At issue are significant revenues that operators expect in coming years as a result of the billions of dollars they've spent upgrading their systems for advanced services. Over the past few months, cablers have consistently declared that the regional Bell operating companies haven't cramped their performance, but RBOC-inspired worries persist.

Cox, the nation's fourth-largest cable operator, is set to report earnings Wednesday morning, while Comcast, the nation's largest, is due to report Thursday morning.

Flatlands

The slowdown in additions for high-speed data -- also known as broadband -- among cable operators has already begun. Earlier this month, AOL Time Warner (AOL - Cramer's Take - Stockpickr) reported 170,000 second-quarter net additional broadband customers, compared to 197,000 one year earlier and 260,000 in the first quarter of the year.

"With signs the business is becoming increasingly seasonal, high-speed adds should be down sequentially and only about flat year over year," analyst Doug Shapiro of Banc of America Securities wrote in a sectorwide note Monday. Those numbers, combined with strong DSL performance and higher spending at SBC, "may play into fears about the impact of increased RBOC discounting and marketing," says Shapiro. "However, we think 3Q results, which should show a seasonal rebound, will be the first good look at the impact of heightened RBOC competition."

Shapiro argues that RBOC competition is already built into Wall Street's expectations. While cable operators are now reaping nearly 70% of new high-speed subscribers, with DSL getting the rest, that split will drift to 50-50 within about three years, he says.

Shapiro estimates 114,000 net additional broadband customers for Cox in the second quarter, down from the 157,000 the operator added in the second quarter of 2002 and the 154,000 it added in the first quarter of the year. Other analysts, including UBS and SG Cowen, expect only 101,000 additions this quarter from Cox.

Comcast, expects Shapiro, will net 350,000 additional broadband subscribers in the quarter -- slightly up from the 342,000 it gained last year, but down from the 417,000 it added in the first quarter, in the wake of its acquisition of AT&T Broadband.

Mixed Bag

Meanwhile, the RBOCs have been showing mixed results. As foreshadowed on Yahoo!'s (YHOO - Cramer's Take - Stockpickr) conference call in early July, SBC reported last week that it added 304,000 DSL subscribers in the second quarter, up from 260,000 in the first quarter. BellSouth (BLS - Cramer's Take - Stockpickr) added 103,000 subscribers in the second quarter, up from 101,000 in the first.

Verizon, however, came in weaker than expected -- 101,000 additions in the second quarter, down from 160,000 in the first quarter. As discussed in a Tuesday note from SoundView Technology analyst John Hill, the shortfall resulted from factors that include a temporary wartime advertising halt and the shutdown of outbound telemarketing. Verizon's strategy isn't to target cable modem customers, says Hill, but to go after dial-up customers and customers who have moved into new households.

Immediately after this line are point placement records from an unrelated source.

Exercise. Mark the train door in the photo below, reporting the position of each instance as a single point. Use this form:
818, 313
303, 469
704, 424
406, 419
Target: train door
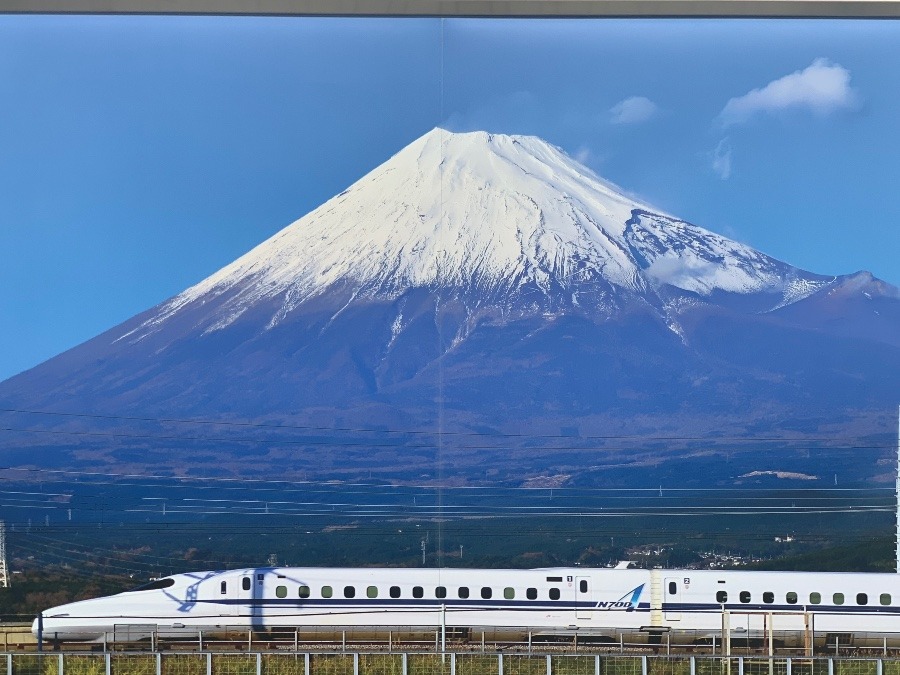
244, 595
672, 601
584, 598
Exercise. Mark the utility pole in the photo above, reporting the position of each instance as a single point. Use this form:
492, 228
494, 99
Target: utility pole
4, 568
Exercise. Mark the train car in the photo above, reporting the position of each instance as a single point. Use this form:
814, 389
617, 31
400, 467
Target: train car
629, 605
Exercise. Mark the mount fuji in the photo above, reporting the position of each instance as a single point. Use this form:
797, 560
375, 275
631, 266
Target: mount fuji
476, 298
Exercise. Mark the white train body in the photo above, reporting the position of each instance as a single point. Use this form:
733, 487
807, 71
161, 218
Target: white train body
629, 604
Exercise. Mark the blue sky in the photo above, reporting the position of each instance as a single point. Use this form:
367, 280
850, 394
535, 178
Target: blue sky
140, 154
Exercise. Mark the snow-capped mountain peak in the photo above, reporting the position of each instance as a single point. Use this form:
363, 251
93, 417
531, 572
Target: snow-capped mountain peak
503, 216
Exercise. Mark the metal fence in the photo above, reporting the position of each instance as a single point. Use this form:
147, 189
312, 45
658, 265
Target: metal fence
395, 663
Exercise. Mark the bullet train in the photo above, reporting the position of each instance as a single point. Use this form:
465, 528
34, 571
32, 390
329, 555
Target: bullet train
631, 605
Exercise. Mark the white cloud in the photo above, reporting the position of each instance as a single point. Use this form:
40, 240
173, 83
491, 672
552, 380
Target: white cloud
721, 159
632, 110
822, 87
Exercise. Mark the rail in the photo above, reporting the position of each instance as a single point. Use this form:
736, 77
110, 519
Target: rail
451, 663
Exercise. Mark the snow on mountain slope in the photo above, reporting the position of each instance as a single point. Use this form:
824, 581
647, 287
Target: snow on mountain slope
509, 216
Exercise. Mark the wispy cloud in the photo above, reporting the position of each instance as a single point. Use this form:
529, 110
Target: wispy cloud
721, 159
633, 110
822, 87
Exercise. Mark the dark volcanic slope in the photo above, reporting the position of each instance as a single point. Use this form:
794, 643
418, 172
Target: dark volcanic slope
492, 288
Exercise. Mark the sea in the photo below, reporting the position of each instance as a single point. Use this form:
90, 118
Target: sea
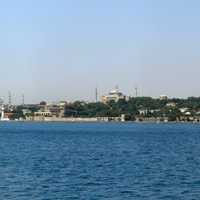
92, 161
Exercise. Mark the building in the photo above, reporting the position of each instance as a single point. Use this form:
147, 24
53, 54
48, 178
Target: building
113, 95
163, 97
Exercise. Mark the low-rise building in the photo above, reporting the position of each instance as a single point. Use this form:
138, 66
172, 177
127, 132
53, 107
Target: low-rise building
113, 95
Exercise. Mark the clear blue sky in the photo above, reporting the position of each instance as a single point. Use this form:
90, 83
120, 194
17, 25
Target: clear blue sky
62, 49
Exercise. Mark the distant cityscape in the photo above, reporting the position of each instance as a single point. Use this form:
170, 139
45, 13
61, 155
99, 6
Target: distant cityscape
114, 106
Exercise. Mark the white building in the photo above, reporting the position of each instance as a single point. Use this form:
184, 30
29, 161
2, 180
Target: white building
114, 95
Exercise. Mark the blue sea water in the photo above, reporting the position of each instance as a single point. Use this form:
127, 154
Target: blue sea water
89, 161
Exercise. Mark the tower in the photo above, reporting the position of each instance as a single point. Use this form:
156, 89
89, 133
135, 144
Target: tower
9, 99
136, 91
22, 99
96, 94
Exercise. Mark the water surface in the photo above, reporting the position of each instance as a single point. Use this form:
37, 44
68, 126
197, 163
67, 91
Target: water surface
56, 161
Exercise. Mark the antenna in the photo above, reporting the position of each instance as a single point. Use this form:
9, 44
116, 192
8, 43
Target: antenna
9, 99
136, 91
22, 99
117, 88
96, 94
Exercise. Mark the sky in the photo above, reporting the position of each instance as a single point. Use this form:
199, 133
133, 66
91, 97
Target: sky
62, 49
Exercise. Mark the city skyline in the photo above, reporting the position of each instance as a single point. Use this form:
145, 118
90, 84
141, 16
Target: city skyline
54, 50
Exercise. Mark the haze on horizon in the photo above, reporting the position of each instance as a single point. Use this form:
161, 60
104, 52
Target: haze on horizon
61, 49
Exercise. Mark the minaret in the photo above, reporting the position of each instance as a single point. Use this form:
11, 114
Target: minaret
96, 94
2, 112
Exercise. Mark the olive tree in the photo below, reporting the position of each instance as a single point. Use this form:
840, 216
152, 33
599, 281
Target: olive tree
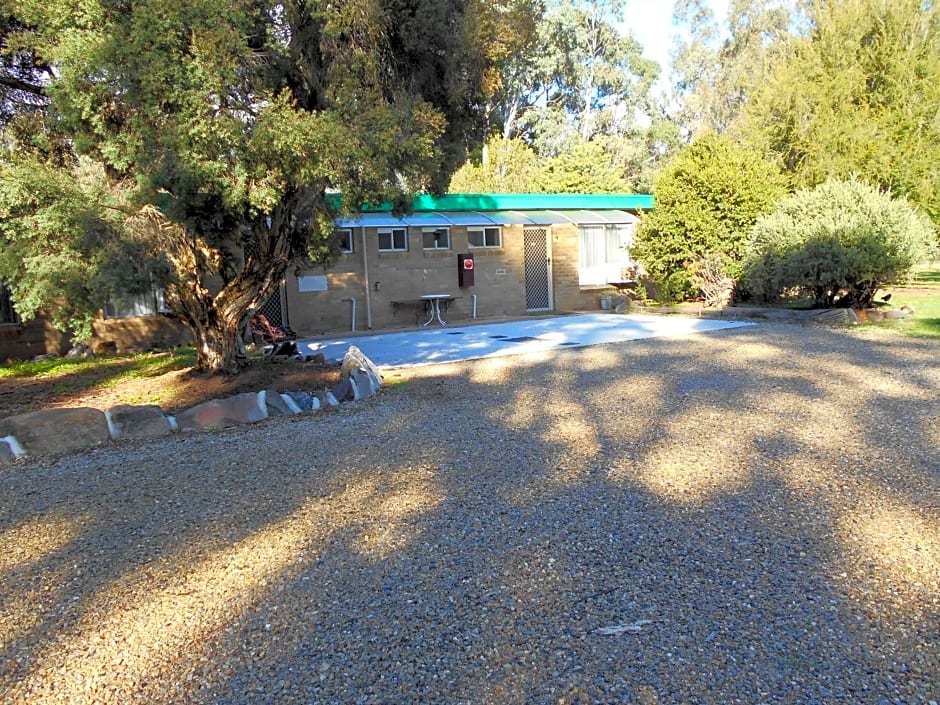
837, 243
220, 129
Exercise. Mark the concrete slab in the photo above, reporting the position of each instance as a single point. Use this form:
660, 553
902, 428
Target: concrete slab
522, 337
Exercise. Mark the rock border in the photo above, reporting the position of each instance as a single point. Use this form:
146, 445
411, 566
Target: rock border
65, 430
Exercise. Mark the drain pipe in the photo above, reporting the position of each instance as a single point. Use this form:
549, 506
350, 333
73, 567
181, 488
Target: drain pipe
352, 300
365, 269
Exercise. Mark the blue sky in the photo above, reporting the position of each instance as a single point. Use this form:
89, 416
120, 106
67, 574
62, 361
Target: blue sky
650, 21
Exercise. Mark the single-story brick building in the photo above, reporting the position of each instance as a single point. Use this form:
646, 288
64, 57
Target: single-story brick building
530, 253
493, 255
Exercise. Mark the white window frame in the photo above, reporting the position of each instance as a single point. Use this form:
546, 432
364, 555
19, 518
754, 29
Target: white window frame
437, 241
149, 303
483, 231
603, 253
391, 233
345, 233
8, 314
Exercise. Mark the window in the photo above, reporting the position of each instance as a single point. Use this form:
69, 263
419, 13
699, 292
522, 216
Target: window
133, 305
7, 311
484, 237
394, 240
436, 238
344, 235
604, 252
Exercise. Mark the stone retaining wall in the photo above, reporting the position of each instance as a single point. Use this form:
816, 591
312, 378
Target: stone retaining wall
66, 430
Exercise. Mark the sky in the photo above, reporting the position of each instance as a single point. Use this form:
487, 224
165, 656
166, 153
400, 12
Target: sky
650, 21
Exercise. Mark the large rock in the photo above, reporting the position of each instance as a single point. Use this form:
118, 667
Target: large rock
363, 383
6, 451
326, 398
57, 430
356, 359
305, 401
836, 317
126, 421
248, 407
343, 390
276, 404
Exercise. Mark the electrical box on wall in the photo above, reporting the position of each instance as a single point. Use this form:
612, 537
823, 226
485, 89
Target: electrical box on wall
465, 270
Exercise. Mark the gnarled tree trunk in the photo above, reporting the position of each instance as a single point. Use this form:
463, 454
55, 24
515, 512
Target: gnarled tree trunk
215, 287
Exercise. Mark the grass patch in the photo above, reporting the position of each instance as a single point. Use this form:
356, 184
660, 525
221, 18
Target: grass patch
100, 372
925, 323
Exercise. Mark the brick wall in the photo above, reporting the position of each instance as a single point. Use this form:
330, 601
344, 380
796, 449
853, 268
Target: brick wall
405, 276
26, 341
499, 285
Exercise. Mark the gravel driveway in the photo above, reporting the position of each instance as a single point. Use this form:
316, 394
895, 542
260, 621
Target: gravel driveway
745, 516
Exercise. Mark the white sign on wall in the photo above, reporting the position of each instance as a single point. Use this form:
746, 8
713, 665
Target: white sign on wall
312, 282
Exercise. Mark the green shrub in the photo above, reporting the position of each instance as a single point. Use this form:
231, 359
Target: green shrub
707, 200
837, 243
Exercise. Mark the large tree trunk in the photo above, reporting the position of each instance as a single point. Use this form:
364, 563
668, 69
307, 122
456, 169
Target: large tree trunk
213, 298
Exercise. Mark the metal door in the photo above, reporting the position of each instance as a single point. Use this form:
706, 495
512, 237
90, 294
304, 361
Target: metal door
538, 269
274, 308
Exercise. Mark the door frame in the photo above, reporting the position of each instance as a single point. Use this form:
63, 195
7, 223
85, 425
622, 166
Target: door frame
528, 230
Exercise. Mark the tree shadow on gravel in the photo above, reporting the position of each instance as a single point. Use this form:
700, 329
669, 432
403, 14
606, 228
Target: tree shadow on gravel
756, 514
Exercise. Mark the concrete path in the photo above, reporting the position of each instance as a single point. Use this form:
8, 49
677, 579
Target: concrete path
522, 337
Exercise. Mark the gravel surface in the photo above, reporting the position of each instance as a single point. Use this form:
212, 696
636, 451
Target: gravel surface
747, 516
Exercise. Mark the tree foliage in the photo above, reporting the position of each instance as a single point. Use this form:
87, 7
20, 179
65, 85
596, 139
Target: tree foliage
707, 199
837, 243
716, 73
859, 95
511, 166
223, 125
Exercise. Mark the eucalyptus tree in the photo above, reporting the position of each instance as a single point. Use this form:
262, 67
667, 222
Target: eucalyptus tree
859, 95
717, 68
207, 136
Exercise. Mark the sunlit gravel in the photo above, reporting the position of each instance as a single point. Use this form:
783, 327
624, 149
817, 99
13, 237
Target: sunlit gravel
747, 516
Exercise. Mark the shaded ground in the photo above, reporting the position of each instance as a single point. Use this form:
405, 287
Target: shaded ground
755, 512
171, 390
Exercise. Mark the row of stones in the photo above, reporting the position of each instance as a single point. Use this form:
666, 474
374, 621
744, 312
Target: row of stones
66, 430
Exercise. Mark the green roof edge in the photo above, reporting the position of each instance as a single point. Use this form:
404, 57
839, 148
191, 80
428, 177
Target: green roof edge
524, 202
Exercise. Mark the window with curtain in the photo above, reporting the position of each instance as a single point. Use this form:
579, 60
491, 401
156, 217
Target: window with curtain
604, 253
7, 311
133, 305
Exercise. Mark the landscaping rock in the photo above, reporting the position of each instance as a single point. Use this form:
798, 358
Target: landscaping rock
275, 404
364, 384
343, 390
305, 401
355, 358
127, 421
79, 352
218, 413
57, 430
6, 452
836, 317
326, 398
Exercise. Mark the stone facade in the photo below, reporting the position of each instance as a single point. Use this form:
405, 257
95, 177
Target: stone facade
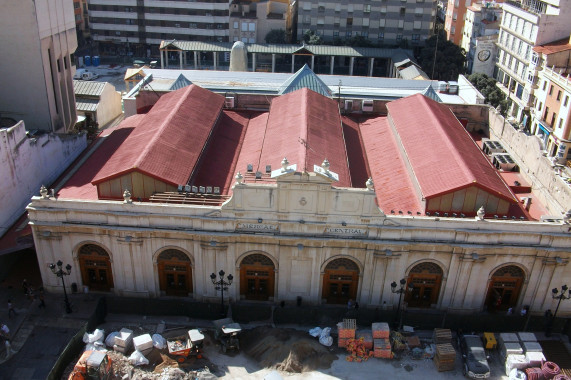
307, 239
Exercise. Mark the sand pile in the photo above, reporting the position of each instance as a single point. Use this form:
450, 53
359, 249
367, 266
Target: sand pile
286, 349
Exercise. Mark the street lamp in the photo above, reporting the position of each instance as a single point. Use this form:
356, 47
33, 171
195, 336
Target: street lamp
61, 273
221, 285
401, 290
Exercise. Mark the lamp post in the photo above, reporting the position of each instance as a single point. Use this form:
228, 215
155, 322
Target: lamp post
221, 285
400, 291
61, 273
559, 296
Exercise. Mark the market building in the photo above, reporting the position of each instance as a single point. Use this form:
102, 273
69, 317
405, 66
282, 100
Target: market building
301, 201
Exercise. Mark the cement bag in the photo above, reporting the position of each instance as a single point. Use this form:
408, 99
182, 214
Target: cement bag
324, 338
137, 358
95, 336
315, 332
110, 340
159, 342
516, 374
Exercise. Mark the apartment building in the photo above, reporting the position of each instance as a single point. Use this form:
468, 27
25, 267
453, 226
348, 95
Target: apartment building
552, 109
37, 41
479, 37
391, 22
251, 21
523, 26
137, 27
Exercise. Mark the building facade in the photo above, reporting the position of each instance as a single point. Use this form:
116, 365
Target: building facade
37, 40
479, 37
551, 109
524, 26
393, 22
137, 28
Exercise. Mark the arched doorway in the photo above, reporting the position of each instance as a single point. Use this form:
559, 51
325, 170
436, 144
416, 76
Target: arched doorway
340, 281
425, 278
175, 273
95, 266
257, 277
505, 286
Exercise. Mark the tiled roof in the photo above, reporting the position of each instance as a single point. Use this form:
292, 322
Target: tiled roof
441, 153
83, 104
88, 88
304, 78
393, 183
168, 141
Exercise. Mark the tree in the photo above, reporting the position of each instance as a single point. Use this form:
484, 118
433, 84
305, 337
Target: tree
449, 62
492, 94
311, 38
276, 36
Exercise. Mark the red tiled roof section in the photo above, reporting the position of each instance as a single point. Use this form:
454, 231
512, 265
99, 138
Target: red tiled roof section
305, 127
393, 184
441, 152
168, 142
221, 156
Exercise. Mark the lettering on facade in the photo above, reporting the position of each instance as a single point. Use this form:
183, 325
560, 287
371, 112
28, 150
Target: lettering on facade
257, 227
345, 231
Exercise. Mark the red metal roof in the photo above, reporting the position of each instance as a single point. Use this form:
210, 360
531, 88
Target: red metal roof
305, 127
167, 143
393, 184
441, 152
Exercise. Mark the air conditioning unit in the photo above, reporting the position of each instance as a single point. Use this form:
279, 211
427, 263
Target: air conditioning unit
503, 161
229, 102
367, 106
490, 147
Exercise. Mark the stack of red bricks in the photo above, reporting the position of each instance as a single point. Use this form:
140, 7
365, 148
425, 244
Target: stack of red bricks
346, 330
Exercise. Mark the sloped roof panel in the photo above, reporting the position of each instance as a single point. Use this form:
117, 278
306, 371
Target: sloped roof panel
442, 154
168, 142
393, 184
88, 88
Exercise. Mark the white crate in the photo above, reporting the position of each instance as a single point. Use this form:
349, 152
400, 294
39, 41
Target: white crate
143, 342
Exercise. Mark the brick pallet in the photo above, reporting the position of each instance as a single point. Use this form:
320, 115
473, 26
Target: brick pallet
445, 357
380, 330
442, 336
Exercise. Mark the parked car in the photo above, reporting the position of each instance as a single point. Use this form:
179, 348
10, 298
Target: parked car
475, 362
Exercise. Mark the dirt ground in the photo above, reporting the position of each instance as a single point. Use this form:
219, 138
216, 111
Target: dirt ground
264, 352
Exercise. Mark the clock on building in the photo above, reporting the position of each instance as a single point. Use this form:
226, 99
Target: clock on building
484, 55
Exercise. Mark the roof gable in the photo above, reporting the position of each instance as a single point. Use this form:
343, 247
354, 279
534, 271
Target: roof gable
304, 78
167, 143
441, 153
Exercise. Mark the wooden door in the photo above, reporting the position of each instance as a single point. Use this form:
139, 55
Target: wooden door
340, 281
95, 266
257, 277
504, 289
175, 273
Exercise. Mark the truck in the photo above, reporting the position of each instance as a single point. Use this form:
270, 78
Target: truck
92, 365
84, 74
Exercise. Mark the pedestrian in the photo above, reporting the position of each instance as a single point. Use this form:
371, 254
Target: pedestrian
4, 331
11, 310
9, 351
25, 286
42, 304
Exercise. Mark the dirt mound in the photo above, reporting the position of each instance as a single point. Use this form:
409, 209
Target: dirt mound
286, 349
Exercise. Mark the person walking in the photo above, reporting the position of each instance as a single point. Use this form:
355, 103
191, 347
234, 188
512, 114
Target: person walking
11, 310
42, 304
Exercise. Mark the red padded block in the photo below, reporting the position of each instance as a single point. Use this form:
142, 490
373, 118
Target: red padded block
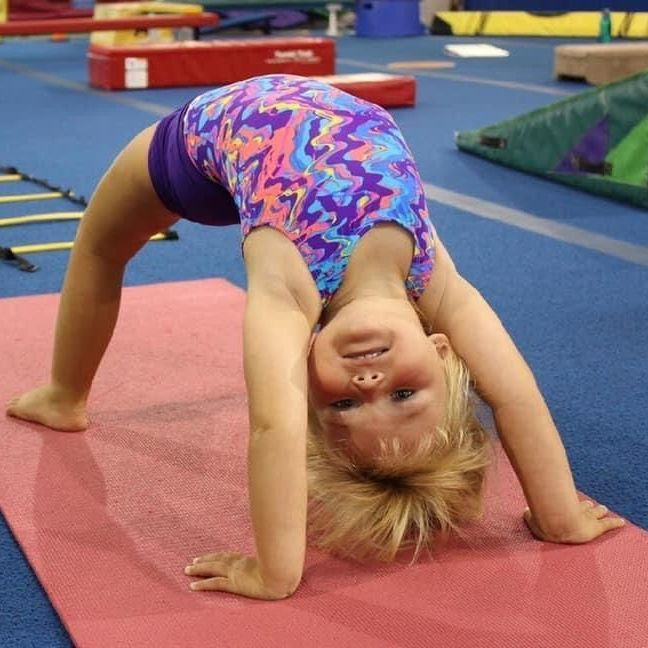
190, 63
387, 90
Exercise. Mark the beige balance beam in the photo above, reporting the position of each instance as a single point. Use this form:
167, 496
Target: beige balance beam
600, 63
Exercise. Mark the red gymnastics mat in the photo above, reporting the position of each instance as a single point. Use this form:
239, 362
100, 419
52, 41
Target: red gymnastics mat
109, 518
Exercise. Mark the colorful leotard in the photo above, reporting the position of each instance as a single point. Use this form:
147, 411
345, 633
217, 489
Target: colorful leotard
316, 163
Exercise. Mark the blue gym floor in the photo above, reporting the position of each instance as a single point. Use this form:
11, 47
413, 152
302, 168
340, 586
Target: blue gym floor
579, 313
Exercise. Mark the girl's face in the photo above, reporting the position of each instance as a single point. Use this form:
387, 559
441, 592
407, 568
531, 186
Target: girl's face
371, 381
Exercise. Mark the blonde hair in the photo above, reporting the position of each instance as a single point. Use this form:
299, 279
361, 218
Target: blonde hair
402, 497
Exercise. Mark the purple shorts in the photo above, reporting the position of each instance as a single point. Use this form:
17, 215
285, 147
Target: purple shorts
179, 185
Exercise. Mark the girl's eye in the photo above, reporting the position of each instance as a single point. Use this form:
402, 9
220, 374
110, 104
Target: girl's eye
343, 404
402, 394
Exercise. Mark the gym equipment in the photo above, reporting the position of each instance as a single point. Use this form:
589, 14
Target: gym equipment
599, 64
594, 141
13, 254
207, 63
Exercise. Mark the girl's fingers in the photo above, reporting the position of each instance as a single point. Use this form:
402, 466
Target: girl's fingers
207, 569
612, 523
212, 584
219, 555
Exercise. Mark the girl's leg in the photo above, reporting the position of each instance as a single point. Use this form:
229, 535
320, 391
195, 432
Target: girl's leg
123, 213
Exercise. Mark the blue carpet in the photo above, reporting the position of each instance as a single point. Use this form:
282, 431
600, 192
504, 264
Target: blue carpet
578, 316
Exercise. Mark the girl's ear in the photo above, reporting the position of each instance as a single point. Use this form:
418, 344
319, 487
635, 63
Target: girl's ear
441, 342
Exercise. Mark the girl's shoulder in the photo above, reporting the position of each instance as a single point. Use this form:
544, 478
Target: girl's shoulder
444, 268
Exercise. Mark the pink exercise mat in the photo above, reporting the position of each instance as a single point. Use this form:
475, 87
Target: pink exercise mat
109, 518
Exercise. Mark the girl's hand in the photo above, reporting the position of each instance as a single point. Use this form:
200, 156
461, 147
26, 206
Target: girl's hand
231, 572
590, 522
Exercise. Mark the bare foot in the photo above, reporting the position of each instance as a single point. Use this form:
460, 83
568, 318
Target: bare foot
47, 407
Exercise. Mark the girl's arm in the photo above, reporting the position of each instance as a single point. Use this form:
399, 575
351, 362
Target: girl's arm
277, 336
523, 420
281, 309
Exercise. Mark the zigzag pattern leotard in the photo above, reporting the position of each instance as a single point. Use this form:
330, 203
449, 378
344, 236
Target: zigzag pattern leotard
316, 163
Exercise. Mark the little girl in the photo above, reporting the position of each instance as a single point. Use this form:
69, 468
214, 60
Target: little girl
337, 242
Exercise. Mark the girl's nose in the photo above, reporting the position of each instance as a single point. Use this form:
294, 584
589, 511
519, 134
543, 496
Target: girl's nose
367, 379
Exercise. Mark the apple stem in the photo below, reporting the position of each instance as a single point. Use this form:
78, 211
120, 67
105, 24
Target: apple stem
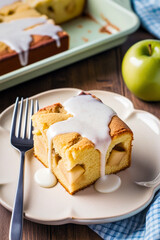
150, 49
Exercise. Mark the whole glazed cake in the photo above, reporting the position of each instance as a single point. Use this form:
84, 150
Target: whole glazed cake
81, 141
28, 35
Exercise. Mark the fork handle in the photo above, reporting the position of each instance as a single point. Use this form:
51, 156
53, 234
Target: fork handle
16, 225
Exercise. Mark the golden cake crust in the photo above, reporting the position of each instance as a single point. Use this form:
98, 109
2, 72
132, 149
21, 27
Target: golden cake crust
41, 46
72, 145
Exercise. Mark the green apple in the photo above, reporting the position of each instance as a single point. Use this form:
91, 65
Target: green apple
141, 70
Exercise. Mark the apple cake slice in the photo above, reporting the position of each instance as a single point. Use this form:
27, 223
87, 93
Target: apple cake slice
74, 158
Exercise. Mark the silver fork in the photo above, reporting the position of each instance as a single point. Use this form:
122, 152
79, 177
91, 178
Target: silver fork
22, 142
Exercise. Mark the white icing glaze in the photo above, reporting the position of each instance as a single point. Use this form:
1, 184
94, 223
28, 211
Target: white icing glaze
45, 178
7, 2
90, 119
18, 39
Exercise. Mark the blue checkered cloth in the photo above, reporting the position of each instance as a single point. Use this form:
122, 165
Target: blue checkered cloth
149, 14
143, 226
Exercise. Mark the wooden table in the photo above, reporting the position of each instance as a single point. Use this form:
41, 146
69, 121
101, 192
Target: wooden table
102, 72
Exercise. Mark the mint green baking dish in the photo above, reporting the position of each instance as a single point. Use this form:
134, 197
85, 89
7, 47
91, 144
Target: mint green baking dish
85, 39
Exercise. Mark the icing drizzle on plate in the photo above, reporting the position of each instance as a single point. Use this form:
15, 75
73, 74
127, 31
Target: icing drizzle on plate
90, 119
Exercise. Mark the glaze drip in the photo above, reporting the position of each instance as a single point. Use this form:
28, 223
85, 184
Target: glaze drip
90, 119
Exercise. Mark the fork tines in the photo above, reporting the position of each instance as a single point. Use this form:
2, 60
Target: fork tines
25, 110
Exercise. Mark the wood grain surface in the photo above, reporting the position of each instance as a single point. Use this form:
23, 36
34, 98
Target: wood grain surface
102, 72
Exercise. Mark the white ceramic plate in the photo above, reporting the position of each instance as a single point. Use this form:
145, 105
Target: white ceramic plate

Certainly, analysts and industry participants will continue to debate the implications of the numbers for some time to come. Though Time Warner Cable's quarterly numbers looked disappointing, for example, AOL Time Warner executive Don Logan suggested on his company's second-quarter call that they weren't conclusive. Pointing out that the company's cable broadband additions for the first half of 2003 matched those of first-half 2002, and that 2003 was affected by the war, Logan said, "It's too early for us to know whether there's a trend developing."